Дитмар взял Аарона за руку.
— Сила Рима — это сила мудрости, аббат, — прошептал он тепло и мягко, — а ученые — это братья, неразрывно связанные великой любовью к Риму и мудрости. Так что как брат имею право тебя просить: не забудь передать это Тимофею.
Аарон не забыл. Разговаривал с Тимофеем утром того дня, когда объявили о том, что вечером прибудет Болеслав. Познаньский епископ выслушал его с тем же сосредоточенным вниманием, с каким в Тынце выслушивал лихорадочный рассказ Аарона о его видениях во время болезни и после выздоровления. Когда Аарон кончил, Тимофей неожиданно схватил его за плечи и стал трясти.
— Что ты делаешь? — удивленно и испуганно воскликнул Аарон.
— Бужу тебя, бедняга. Будил, будил, а ты все спишь. И вновь скажу тебе только то, что сказал во сне твоем: окликни ее по имени!
На сей раз Аарон хорошо понял, что хотел сказать Тимофей. И потому весь затрясся, когда вечером вновь распахнулась дверь и вновь вошла Рихеза.

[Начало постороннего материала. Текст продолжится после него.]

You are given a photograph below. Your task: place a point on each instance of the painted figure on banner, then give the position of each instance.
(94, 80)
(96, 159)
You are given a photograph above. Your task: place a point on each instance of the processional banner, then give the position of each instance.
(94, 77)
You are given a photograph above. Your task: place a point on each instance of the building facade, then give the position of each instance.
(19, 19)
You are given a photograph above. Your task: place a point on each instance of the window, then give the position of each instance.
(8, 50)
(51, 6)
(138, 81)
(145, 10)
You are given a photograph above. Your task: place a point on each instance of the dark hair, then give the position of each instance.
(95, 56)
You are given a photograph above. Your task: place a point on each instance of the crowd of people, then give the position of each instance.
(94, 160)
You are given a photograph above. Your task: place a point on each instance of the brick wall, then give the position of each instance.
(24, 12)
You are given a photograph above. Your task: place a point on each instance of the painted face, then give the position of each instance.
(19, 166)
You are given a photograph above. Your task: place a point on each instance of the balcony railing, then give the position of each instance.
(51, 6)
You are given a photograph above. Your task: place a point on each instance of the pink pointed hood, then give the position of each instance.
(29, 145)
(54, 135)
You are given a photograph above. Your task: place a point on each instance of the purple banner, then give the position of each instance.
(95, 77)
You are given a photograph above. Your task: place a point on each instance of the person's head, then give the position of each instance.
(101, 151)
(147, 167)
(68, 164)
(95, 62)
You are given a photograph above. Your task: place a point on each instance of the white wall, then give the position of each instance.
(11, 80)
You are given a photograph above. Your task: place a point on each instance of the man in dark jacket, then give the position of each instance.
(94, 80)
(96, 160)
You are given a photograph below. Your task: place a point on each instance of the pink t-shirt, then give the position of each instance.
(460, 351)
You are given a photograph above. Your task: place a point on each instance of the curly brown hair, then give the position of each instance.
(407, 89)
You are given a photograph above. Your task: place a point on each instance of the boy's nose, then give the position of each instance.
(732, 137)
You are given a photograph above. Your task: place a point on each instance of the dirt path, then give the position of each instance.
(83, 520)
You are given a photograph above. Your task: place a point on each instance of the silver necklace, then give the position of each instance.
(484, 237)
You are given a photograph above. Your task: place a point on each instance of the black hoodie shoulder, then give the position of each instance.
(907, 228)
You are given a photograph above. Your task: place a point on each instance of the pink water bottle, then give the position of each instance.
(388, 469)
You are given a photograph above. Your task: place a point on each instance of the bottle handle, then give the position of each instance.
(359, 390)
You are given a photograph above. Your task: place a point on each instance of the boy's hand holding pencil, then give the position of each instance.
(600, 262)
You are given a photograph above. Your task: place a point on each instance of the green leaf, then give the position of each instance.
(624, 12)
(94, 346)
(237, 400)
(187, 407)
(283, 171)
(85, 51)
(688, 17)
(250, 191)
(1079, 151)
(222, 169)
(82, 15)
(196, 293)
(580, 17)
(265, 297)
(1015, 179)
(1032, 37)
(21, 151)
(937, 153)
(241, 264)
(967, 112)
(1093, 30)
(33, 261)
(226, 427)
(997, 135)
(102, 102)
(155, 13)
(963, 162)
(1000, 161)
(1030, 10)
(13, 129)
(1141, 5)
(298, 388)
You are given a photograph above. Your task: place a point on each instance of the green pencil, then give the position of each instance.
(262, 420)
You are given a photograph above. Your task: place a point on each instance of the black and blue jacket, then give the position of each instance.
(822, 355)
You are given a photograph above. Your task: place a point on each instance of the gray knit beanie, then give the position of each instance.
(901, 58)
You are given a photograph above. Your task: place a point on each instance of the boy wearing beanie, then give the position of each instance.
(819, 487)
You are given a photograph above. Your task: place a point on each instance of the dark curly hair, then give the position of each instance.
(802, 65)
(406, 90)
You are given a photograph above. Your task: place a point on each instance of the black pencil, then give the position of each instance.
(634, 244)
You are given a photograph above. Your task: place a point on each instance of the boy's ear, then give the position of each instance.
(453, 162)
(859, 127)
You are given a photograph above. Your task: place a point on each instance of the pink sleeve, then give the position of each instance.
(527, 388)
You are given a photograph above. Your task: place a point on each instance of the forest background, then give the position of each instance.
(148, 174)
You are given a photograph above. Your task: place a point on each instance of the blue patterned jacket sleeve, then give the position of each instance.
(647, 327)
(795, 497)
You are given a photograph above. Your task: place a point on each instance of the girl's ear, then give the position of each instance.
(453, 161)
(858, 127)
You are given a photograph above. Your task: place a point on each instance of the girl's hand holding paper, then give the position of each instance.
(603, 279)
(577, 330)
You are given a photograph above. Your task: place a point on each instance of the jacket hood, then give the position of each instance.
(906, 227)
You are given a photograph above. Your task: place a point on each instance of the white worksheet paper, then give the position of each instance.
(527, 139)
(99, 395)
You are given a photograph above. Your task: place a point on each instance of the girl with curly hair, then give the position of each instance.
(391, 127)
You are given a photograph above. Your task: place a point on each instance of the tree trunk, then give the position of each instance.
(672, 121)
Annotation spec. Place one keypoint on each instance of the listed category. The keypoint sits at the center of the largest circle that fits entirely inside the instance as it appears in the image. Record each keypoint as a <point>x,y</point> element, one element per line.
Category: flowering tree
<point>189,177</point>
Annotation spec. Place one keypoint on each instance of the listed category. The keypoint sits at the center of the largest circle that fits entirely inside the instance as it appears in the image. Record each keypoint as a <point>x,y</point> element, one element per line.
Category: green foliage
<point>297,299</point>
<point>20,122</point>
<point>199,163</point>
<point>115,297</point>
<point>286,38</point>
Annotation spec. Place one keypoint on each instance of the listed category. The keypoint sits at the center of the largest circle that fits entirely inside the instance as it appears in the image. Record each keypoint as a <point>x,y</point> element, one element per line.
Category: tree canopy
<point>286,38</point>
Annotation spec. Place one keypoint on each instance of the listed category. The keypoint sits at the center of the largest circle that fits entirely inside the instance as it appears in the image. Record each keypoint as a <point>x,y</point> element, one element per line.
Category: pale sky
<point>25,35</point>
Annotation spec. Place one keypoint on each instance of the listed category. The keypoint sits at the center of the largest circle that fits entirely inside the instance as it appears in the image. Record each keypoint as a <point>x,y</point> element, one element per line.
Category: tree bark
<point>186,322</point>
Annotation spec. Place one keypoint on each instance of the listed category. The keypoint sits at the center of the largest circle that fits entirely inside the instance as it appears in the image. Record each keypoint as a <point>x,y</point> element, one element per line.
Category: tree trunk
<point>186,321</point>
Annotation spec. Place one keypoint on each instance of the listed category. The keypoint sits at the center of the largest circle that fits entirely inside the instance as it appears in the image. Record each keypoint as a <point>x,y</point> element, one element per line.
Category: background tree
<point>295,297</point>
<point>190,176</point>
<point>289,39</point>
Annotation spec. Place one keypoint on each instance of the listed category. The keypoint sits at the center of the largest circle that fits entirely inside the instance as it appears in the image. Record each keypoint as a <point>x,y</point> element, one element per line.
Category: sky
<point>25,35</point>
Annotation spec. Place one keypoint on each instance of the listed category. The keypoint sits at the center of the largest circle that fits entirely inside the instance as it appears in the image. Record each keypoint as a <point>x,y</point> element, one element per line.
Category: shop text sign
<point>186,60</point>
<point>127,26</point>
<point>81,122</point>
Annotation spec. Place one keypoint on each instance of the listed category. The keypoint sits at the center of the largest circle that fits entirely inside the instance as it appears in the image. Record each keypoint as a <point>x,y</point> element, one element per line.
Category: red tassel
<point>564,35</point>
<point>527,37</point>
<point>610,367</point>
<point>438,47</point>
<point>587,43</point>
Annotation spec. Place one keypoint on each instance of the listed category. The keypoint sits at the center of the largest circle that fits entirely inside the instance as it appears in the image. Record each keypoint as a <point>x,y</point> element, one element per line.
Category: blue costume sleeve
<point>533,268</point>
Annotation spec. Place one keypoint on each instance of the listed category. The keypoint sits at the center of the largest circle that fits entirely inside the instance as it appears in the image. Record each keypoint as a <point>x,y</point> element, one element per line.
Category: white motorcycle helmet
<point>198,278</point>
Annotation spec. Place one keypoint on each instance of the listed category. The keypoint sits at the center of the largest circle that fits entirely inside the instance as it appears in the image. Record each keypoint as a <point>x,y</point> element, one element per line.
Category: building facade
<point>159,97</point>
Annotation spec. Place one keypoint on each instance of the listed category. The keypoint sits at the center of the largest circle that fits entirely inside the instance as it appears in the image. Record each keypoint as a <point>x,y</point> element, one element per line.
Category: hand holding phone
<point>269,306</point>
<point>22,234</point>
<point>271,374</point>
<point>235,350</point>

Она уже не могла сдержать возмущения.
— Государь отец посылает дружину под Кросно. И вести ее приказал Мешко! — крикнула она с порога срывающимся голосом.
Аарон вскочил.
— Значит, война объявлена? Окончательно? — спросил он слабо, еле слышно.
— Может быть, послы еще смогут завтра убедить государя-отца, чтобы он склонился перед величием Рима. Но не война меня больше всего печалит, Аарон… не война, а позор, который падет на Мешко… Ведь император Генрих подарил ему свободу лишь тогда, когда Мешко поклялся, что никогда не преступит императорскую волю. А сейчас он сказал мне: "Если государь-отец велит мне не впустить императора в Кросно, я не впущу". А ведь это же клятвопреступление! Бесчестно Мешко так поступать, бесчестно.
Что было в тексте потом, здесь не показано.